Sono inoltre vietate le clausole contrattuali che impediscono ai dipendenti di rendere nota la propria retribuzione. Resta, tuttavia, necessario salvaguardare la riservatezza dei dati riferibili agli altri lavoratori: le informazioni ottenute possono essere utilizzate esclusivamente per esercitare il diritto alla parità retributiva e non devono consentire di conoscere le condizioni economiche individuali di soggetti identificabili.
Gli obblighi di comunicazione del divario retributivo interessano i datori di lavoro con almeno 100 dipendenti, secondo scadenze differenziate.

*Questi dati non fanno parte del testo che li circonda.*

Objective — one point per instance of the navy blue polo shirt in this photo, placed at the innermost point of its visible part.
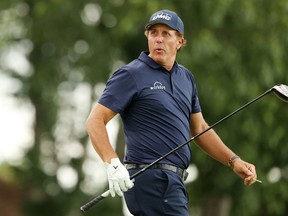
(155, 106)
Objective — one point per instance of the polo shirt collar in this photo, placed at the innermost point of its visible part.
(150, 62)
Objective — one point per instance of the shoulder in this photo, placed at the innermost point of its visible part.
(186, 71)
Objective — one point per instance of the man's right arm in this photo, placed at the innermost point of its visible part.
(117, 174)
(96, 128)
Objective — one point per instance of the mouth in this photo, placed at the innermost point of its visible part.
(158, 50)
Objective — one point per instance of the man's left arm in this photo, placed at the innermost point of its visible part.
(211, 143)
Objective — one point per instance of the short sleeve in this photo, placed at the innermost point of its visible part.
(196, 107)
(119, 91)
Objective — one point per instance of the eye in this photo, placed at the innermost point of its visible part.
(165, 33)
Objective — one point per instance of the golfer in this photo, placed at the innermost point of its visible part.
(158, 102)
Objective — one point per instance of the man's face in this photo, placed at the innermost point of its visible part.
(163, 44)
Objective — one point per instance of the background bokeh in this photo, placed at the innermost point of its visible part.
(55, 57)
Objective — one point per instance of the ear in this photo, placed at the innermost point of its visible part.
(180, 43)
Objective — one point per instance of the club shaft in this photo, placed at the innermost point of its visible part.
(106, 193)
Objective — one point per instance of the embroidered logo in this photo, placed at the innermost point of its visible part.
(162, 16)
(157, 86)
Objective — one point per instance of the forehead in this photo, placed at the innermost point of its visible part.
(161, 27)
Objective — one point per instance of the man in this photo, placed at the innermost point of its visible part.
(158, 102)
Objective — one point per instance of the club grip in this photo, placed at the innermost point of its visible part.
(94, 201)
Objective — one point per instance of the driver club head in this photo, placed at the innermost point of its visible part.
(281, 91)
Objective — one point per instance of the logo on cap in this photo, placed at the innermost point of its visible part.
(162, 16)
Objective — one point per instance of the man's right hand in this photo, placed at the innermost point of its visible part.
(118, 177)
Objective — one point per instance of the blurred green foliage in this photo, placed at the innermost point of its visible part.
(236, 50)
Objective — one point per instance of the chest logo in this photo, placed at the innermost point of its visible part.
(157, 86)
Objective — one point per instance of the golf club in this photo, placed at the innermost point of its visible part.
(280, 90)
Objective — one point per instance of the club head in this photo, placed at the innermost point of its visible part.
(281, 91)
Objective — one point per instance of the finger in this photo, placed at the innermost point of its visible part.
(123, 186)
(111, 189)
(117, 189)
(129, 184)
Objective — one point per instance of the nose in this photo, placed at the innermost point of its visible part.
(159, 39)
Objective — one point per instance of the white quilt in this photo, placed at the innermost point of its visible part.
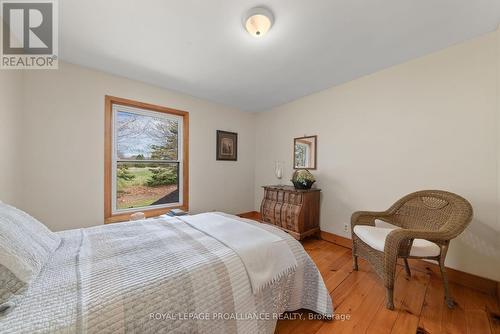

Le imprese da 100 a 149 dipendenti dovranno raccogliere i dati entro il 7 giugno 2031 e successivamente ogni tre anni; quelle da 150 a 249 dipendentientro il 7 giugno 2027 e poi ogni tre anni; le organizzazioni con almeno 250 dipendenti entro il 7 giugno 2027 e successivamente ogni anno.
Le comunicazioni riguarderanno, tra gli altri elementi, il divario retributivo medio e mediano, le componenti variabili, la distribuzione di donne e uomini nei quartili retributivi e le differenze registrate nelle singole categorie di lavoratori.
Se emerge una differenza media di almeno il 5% in una categoria, non giustificata da criteri oggettivi e neutrali e non corretta entro sei mesi, il datore deve svolgere con i rappresentanti dei lavoratori una valutazione congiunta delle retribuzioni e adottare le misure necessarie a rimuovere lo squilibrio.
Per il presidente del CNDCEC, Elbano de Nuccio, la riduzione del divario retributivo costituisce non soltanto un obiettivo di giustizia sociale, ma anche un fattore di crescita economica, qualità della governance e sviluppo sostenibile.
I commercialisti saranno chiamati ad affiancare le imprese nella mappatura delle categorie professionali, nella revisione dei sistemi di classificazione, nella misurazione dei divari e nel coordinamento tra obblighi normativi, certificazione di genere e rendicontazione ESG.
Il CPON propone, in particolare, di uniformare il metodo di calcolo dei dati richiesti dal d.lgs. n. 96/2026 con quelli utilizzati per il rapporto biennale, la UNI/PdR 125, le comunicazioni alle Consigliere regionali di parità e il bilancio ESG. Un modello comune permetterebbe di evitare duplicazioni e difformità, lasciando alle organizzazioni la facoltà, e non l’obbligo, di adottare metodi alternativi.
La richiesta è accompagnata dalla proposta di predisporre linee guida operative e semplificazioni per le realtà di minori dimensioni. L’obiettivo è trasformare la trasparenza retributiva da mero adempimento formale in uno strumento di organizzazione, prevenzione del contenzioso e valorizzazione del capitale umano.